If the files are not organized as an Antora content root, they can be remapped using the scan configuration. The into key specifies a path to prepend to the relative path of all files discovered by the current scan operation. This path should be a relative directory and / should be used to separator path segments (since it represents a virtual path) (e.g., modules/ROOT/pages). This value is prepended as a base directory path to the relative virtual path of every scanned file. This key is not set by default.

For example:

scan:
  dir: build/pages
  into: modules/ROOT/pages

The into key accepts a base path as a string or a map. When the value is a map, can also be used to specify the target component name and/or version.

By using the into key, the scanned files do not have to be organized according to the standard Antora structure. Instead, the relative path is synthetic.

Target a different component version bucket

The into key also provides a way to import the files into a component version bucket that’s different from the one in which Collector is running. To do so, the value of the into key must be a map.

Acceptable keys when the value of the into key is a map are listed in the table below.

Key Default Type Description

Key	Default	Type	Description
`name`	undefined	String	The name of the target component version.
`version`	undefined	String	The version of the target component version.
`dir`	empty	String (a base path)	The base path to prepend to imported files.

name

undefined

String

The name of the target component version.

version

undefined

String

The version of the target component version.

dir

empty

String (a base path)

The base path to prepend to imported files.

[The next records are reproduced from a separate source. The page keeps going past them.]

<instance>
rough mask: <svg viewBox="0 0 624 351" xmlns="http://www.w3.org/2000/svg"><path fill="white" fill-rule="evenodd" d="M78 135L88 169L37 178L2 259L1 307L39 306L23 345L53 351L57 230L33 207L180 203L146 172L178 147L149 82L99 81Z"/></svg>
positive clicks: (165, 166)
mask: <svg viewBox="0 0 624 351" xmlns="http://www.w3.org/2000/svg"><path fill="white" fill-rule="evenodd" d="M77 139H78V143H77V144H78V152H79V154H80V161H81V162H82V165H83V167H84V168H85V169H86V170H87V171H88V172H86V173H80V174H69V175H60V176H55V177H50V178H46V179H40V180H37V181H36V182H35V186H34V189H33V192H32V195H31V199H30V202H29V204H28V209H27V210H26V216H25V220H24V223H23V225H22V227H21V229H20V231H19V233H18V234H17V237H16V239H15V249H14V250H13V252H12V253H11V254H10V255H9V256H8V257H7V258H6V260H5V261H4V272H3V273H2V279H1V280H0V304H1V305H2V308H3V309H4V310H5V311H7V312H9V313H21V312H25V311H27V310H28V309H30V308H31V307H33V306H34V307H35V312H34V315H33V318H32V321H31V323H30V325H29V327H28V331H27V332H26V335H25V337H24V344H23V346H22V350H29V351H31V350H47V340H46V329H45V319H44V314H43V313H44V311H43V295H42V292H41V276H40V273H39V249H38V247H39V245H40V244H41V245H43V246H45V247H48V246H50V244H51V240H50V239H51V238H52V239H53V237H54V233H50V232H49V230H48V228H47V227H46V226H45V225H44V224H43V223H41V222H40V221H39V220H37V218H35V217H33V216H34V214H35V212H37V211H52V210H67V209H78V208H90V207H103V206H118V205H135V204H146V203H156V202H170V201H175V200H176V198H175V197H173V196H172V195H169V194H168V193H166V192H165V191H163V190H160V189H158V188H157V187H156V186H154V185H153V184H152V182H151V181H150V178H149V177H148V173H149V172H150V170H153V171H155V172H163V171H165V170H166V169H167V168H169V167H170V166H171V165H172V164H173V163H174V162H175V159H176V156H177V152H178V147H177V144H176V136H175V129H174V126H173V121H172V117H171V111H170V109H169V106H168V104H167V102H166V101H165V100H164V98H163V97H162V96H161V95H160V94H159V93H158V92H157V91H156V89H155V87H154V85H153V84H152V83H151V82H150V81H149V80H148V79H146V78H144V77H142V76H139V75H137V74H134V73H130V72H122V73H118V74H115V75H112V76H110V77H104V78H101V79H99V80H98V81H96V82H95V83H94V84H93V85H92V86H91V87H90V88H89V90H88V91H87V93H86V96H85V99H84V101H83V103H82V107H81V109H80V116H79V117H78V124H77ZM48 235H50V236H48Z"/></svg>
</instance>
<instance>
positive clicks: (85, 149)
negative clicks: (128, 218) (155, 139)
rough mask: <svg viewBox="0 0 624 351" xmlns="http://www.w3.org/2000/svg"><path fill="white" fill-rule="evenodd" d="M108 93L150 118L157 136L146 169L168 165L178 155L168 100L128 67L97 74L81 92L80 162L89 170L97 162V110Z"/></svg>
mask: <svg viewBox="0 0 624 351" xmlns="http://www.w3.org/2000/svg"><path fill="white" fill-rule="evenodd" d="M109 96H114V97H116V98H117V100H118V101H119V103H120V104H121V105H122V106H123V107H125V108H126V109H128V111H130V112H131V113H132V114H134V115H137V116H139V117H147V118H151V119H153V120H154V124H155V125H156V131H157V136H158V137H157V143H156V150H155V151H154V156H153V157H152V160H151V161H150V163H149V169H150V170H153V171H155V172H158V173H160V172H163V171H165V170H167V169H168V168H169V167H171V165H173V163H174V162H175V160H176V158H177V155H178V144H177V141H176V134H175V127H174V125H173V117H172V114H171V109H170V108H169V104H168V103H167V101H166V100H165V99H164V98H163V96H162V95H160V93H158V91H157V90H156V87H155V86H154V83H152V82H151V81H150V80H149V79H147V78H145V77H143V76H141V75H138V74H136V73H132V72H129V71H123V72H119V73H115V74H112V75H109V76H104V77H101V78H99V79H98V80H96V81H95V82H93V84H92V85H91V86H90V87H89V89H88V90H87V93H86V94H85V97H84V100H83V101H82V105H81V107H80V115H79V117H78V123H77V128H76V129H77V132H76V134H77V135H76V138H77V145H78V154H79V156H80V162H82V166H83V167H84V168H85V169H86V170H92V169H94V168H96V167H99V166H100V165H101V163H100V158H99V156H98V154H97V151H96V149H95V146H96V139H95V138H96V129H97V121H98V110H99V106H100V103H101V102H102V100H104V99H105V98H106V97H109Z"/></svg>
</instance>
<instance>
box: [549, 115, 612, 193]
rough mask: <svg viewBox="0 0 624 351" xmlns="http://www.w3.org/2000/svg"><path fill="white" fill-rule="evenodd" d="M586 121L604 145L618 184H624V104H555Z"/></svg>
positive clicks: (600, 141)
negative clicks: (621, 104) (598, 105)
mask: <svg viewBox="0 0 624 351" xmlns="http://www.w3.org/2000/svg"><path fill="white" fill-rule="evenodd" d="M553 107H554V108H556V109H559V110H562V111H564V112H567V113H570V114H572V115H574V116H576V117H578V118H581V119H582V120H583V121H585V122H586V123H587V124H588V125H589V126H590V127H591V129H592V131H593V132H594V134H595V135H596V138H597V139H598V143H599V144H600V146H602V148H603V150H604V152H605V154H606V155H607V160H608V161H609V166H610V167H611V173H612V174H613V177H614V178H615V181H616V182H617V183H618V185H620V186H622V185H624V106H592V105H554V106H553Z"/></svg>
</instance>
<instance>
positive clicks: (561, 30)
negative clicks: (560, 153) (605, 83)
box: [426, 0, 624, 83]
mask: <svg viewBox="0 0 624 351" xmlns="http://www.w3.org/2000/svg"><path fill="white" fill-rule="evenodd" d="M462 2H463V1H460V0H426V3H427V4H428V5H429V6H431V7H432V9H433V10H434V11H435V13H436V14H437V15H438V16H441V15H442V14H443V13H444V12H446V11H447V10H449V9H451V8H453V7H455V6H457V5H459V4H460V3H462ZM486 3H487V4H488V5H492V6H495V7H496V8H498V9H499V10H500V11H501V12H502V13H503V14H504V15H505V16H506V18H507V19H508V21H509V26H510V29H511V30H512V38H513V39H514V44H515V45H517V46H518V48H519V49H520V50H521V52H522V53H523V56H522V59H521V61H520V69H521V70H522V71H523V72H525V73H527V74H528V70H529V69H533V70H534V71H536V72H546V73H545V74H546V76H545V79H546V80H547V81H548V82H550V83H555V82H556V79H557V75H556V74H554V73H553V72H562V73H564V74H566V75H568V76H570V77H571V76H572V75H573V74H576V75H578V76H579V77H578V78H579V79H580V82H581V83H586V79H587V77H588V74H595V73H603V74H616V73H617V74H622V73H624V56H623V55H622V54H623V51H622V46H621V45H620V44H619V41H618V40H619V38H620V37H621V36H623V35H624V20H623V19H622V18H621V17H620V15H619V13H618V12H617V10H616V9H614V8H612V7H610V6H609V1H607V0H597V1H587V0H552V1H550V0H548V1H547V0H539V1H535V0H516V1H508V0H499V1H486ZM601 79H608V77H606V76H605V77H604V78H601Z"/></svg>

The name and/or version of the target component version bucket can be specified using the name and version keys, respectively. (If only one of the keys is specified, the value of the other key inherits from the current component version descriptor).

For example:

scan:
  dir: build/apidocs
  into:
    name: apidocs
    version: ~

The same can be achieved by specifying the target name and version in a scanned antora.yml file and also setting the create: true key. In this case, the into key is not needed on the scan action. For example:

antora.yml

name: apidocs
version: ~
create: true

Setting the create: true key in the generated antora.yml file tells Collector to use the target bucket, creating it if necessary, instead of updating the identity of the current bucket.

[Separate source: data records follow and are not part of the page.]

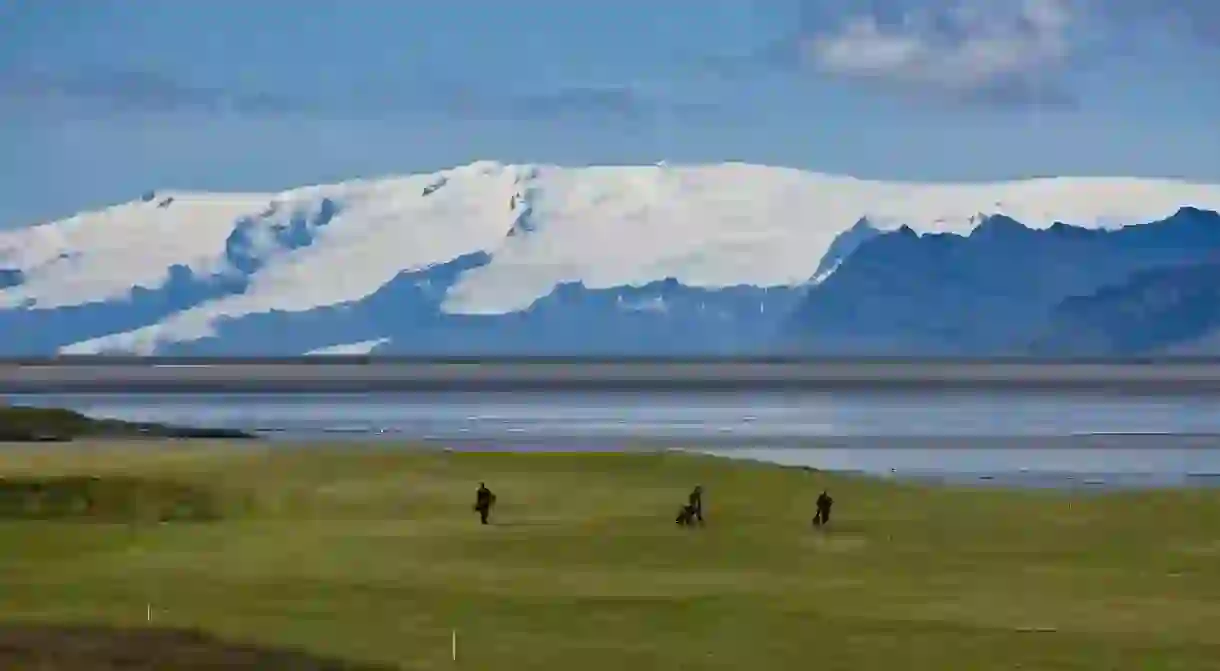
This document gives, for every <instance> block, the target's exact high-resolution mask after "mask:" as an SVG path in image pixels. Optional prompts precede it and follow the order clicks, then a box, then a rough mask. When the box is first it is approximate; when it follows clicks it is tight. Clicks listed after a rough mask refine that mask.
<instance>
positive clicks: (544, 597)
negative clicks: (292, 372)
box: [0, 443, 1220, 671]
mask: <svg viewBox="0 0 1220 671" xmlns="http://www.w3.org/2000/svg"><path fill="white" fill-rule="evenodd" d="M0 476H4V478H5V483H6V484H0V494H2V493H4V492H9V494H7V497H9V503H7V504H6V503H4V501H0V619H2V620H5V621H9V622H22V623H27V625H28V623H62V622H74V623H90V622H101V623H110V625H121V626H133V627H137V626H139V627H143V626H145V625H146V620H148V619H149V616H151V623H152V625H155V626H167V627H190V628H199V630H203V631H206V632H209V633H212V634H216V636H220V637H223V638H226V639H234V641H248V642H257V643H262V644H268V645H289V647H296V648H303V649H306V650H309V651H314V653H317V654H322V655H328V656H338V658H344V659H349V660H355V661H362V662H371V664H386V665H393V666H397V667H400V669H493V667H494V669H504V670H517V669H521V670H526V669H528V670H565V671H567V670H573V669H592V670H614V671H620V670H622V669H639V670H644V669H649V670H651V669H683V670H693V669H723V670H730V669H731V670H741V669H759V670H787V669H805V667H816V669H820V670H839V669H842V670H854V671H871V670H887V671H889V670H895V669H903V670H930V671H932V670H935V671H943V670H956V669H961V670H969V671H986V670H998V669H1005V670H1009V669H1036V670H1066V669H1080V670H1089V671H1096V670H1099V669H1131V670H1138V671H1161V670H1182V671H1204V670H1208V669H1220V492H1215V490H1190V492H1187V490H1181V492H1155V493H1149V492H1144V493H1122V494H1109V495H1096V494H1094V495H1088V497H1072V495H1069V494H1064V493H1052V492H1004V490H998V489H978V490H967V489H949V488H933V487H922V486H914V484H909V486H900V484H893V483H886V482H878V481H869V479H863V478H852V477H848V476H841V475H838V476H837V475H827V473H819V472H810V471H803V470H788V468H778V467H771V466H765V465H754V464H743V462H730V461H723V460H716V459H710V458H697V456H689V455H678V454H664V455H553V454H534V455H522V454H458V453H454V454H439V453H428V454H421V453H410V451H405V450H398V451H395V450H389V449H379V450H378V449H372V448H367V447H361V448H349V449H342V447H340V445H336V447H334V448H326V449H322V448H310V449H285V448H282V447H276V448H271V447H267V445H262V444H238V443H232V444H223V443H211V444H206V443H196V444H192V443H174V444H170V443H166V444H149V443H146V444H144V445H142V447H135V445H129V447H122V445H110V447H102V445H101V444H71V445H54V447H46V445H26V447H13V448H9V447H5V448H0ZM68 476H91V478H82V477H77V478H76V479H62V478H65V477H68ZM479 481H487V483H488V486H489V487H490V488H492V489H493V490H494V492H495V493H497V495H498V498H499V505H498V509H497V511H495V516H494V522H495V523H494V525H493V526H489V527H481V526H479V525H478V521H477V517H476V516H475V514H473V512H472V511H471V504H472V503H473V501H472V499H473V490H475V488H476V487H477V484H478V482H479ZM30 483H35V484H37V483H41V486H40V488H39V487H33V489H37V490H41V492H44V493H45V492H55V493H54V495H50V494H48V497H49V498H48V499H46V500H43V501H41V503H38V504H32V503H22V501H28V499H29V497H30V494H29V493H28V492H30V489H32V488H30ZM90 483H91V484H90ZM695 483H702V484H703V486H704V488H705V490H706V501H705V506H706V512H708V526H706V527H705V528H703V529H683V528H678V527H676V526H675V525H673V521H672V519H673V514H675V512H676V509H677V506H678V505H680V504H681V503H682V501H683V499H684V495H686V493H687V490H688V489H689V488H691V487H692V486H693V484H695ZM90 487H91V488H94V489H89V488H90ZM824 487H826V488H828V489H830V490H831V494H832V495H834V498H836V501H837V503H836V509H834V520H833V526H832V528H831V529H828V531H825V532H821V531H815V529H813V528H811V527H810V523H809V520H810V516H811V514H813V501H814V498H815V497H816V495H817V493H819V492H820V490H821V489H822V488H824ZM107 492H109V493H107ZM122 492H128V494H123V493H122ZM52 499H54V500H55V501H60V503H54V504H52V503H48V501H49V500H52ZM149 605H150V606H151V609H150V610H146V609H148V606H149ZM453 630H456V632H458V647H459V650H458V656H459V659H458V662H456V664H455V662H454V661H453V660H451V659H450V636H451V631H453ZM160 667H161V669H172V667H173V665H172V664H171V665H162V666H160ZM264 669H270V666H264Z"/></svg>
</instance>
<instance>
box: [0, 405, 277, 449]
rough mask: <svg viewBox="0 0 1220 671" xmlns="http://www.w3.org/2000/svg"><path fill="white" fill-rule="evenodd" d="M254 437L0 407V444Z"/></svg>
mask: <svg viewBox="0 0 1220 671" xmlns="http://www.w3.org/2000/svg"><path fill="white" fill-rule="evenodd" d="M139 437H146V438H211V439H229V438H254V436H251V434H249V433H245V432H242V431H238V429H228V428H196V427H177V426H168V425H159V423H151V422H126V421H122V420H96V418H93V417H89V416H87V415H82V414H81V412H77V411H74V410H66V409H62V407H24V406H0V443H40V442H66V440H73V439H77V438H139Z"/></svg>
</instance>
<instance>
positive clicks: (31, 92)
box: [0, 67, 714, 122]
mask: <svg viewBox="0 0 1220 671" xmlns="http://www.w3.org/2000/svg"><path fill="white" fill-rule="evenodd" d="M0 104H2V107H5V109H9V110H12V111H18V112H20V111H22V110H24V111H27V112H33V113H35V115H39V116H45V115H56V116H73V117H82V116H83V117H89V118H95V117H98V116H105V115H132V113H137V115H138V113H174V112H198V113H204V115H221V113H228V115H242V116H255V117H266V116H284V115H294V116H304V117H315V118H326V120H342V121H354V120H361V121H364V120H387V118H395V117H404V116H406V117H411V116H444V117H447V118H459V120H473V121H488V120H490V121H539V122H550V121H559V120H565V118H583V120H592V121H631V122H647V121H650V120H655V118H659V117H660V116H661V115H666V113H672V115H678V116H682V117H695V116H699V115H709V113H712V112H714V107H712V106H710V105H704V104H697V102H684V101H673V100H669V99H665V98H662V96H658V95H649V94H645V93H643V91H641V90H638V89H636V88H633V87H627V85H610V87H592V85H571V87H559V88H549V89H548V88H540V89H537V90H529V89H526V90H511V89H500V88H489V87H472V85H459V84H451V83H437V82H427V83H420V84H417V85H414V87H404V85H401V84H399V85H394V84H392V83H388V82H371V83H370V82H365V83H362V85H360V87H356V88H353V89H350V90H349V89H344V90H315V91H309V93H305V94H290V95H282V94H274V93H266V91H237V90H231V89H221V88H207V87H198V85H192V84H188V83H184V82H181V81H178V79H174V78H173V77H170V76H166V74H161V73H155V72H145V71H129V70H109V68H102V67H91V68H88V70H79V71H73V72H44V71H37V70H29V71H9V72H0Z"/></svg>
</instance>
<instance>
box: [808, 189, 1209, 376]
mask: <svg viewBox="0 0 1220 671" xmlns="http://www.w3.org/2000/svg"><path fill="white" fill-rule="evenodd" d="M1218 254H1220V216H1218V215H1216V213H1215V212H1213V211H1203V210H1198V209H1193V207H1183V209H1181V210H1179V211H1177V212H1176V213H1175V215H1174V216H1171V217H1169V218H1166V220H1163V221H1159V222H1153V223H1148V224H1144V226H1131V227H1125V228H1121V229H1118V231H1089V229H1085V228H1077V227H1072V226H1066V224H1061V223H1059V224H1054V226H1052V227H1049V228H1047V229H1043V231H1035V229H1031V228H1027V227H1025V226H1022V224H1021V223H1020V222H1017V221H1015V220H1013V218H1009V217H1004V216H992V217H985V220H983V222H982V223H981V224H980V226H978V228H976V229H975V231H974V232H971V233H970V234H969V235H956V234H931V235H919V234H917V233H916V232H914V231H911V229H910V228H900V229H899V231H897V232H891V233H887V234H883V235H880V237H877V238H874V239H871V240H869V242H866V243H864V244H863V245H860V248H859V249H856V250H855V253H854V254H853V255H852V256H850V259H849V260H848V262H847V264H844V265H843V266H842V267H841V268H839V270H838V271H837V272H836V273H833V274H832V276H830V277H828V278H827V279H826V281H825V282H822V283H820V284H819V285H817V287H814V288H813V289H810V292H809V295H808V296H806V298H805V299H804V300H803V303H802V304H800V306H799V307H797V310H795V311H794V315H793V316H792V320H791V322H789V325H788V328H789V338H791V342H789V345H791V346H794V348H798V349H805V350H806V351H810V350H813V351H833V353H843V351H854V353H859V354H864V353H871V354H876V353H902V354H969V355H991V354H1005V353H1008V354H1016V353H1020V351H1024V349H1025V348H1026V345H1027V344H1028V342H1030V339H1031V338H1032V334H1033V333H1036V332H1038V331H1039V329H1042V328H1050V327H1044V323H1046V321H1047V320H1048V318H1050V317H1052V310H1053V309H1054V306H1055V305H1057V304H1059V303H1060V301H1063V300H1065V299H1066V298H1069V296H1074V295H1087V294H1091V293H1093V292H1096V290H1098V289H1100V288H1102V287H1105V285H1109V284H1119V283H1122V282H1126V281H1127V279H1129V278H1130V277H1131V276H1132V274H1133V273H1138V272H1141V271H1146V270H1150V268H1157V267H1172V266H1180V265H1190V264H1197V262H1202V261H1207V260H1209V259H1214V257H1215V256H1216V255H1218Z"/></svg>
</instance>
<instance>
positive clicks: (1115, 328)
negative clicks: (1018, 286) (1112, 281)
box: [1030, 253, 1220, 356]
mask: <svg viewBox="0 0 1220 671" xmlns="http://www.w3.org/2000/svg"><path fill="white" fill-rule="evenodd" d="M1218 332H1220V253H1216V254H1213V255H1211V257H1210V259H1208V260H1205V261H1202V262H1198V264H1190V265H1183V266H1171V267H1158V268H1153V270H1148V271H1143V272H1139V273H1135V274H1133V276H1131V277H1130V278H1129V279H1127V281H1126V282H1122V283H1120V284H1114V285H1108V287H1103V288H1102V289H1099V290H1097V292H1094V293H1092V294H1089V295H1082V296H1071V298H1068V299H1065V300H1064V301H1063V303H1060V304H1059V305H1058V306H1055V309H1054V311H1053V314H1052V318H1050V321H1049V325H1048V327H1047V328H1046V331H1044V332H1043V333H1041V334H1039V336H1038V337H1037V338H1036V339H1035V340H1033V343H1032V344H1031V348H1030V349H1031V351H1032V353H1035V354H1039V355H1060V356H1061V355H1074V354H1099V355H1113V356H1130V355H1141V354H1158V353H1163V354H1196V355H1198V354H1216V353H1220V348H1218V346H1215V345H1216V342H1215V336H1218V334H1220V333H1218Z"/></svg>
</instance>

If you want to prepend a base directory path to the files while also specifying a target component version bucket, the path should be specified in the dir key. For example:

scan:
  dir: build/apidocs
  into:
    name: apidocs
    version: ~
    dir: modules/ROOT/attachments

The dir key is effectively the same as an into key with a string value, except that a target component version bucket is also specified.

clean key

If the clean key is set to true on the entry, that implicitly creates a separate clean entry using the same dir. The clean is scoped to the current step (the same step that defines the run key).

The clean action is only needed in the following two cases:

The Collector instance is running on an existing worktree. The worktree may have build files generated from a separate process or from a Collector instance from a previous Antora run. If you want to ensure that no residual files are discovered, the scan directory (and possibly other directories) should be cleaned.
The temporary worktree for the Collector instance is kept indefinitely. In this case, the Collector instance will be recycling a worktree it has used on a previous Antora run and thus may require cleaning.

If Collector creates a new worktree in which to run the Collector instance, there’s usually no need to clean. However, if the Collector instance has multiple steps, and those steps generate files into the same scan directory, it may be necessary to clean the scan directory at the start of each step. You’ll need to put some thought into when you want the scan directory to be cleaned.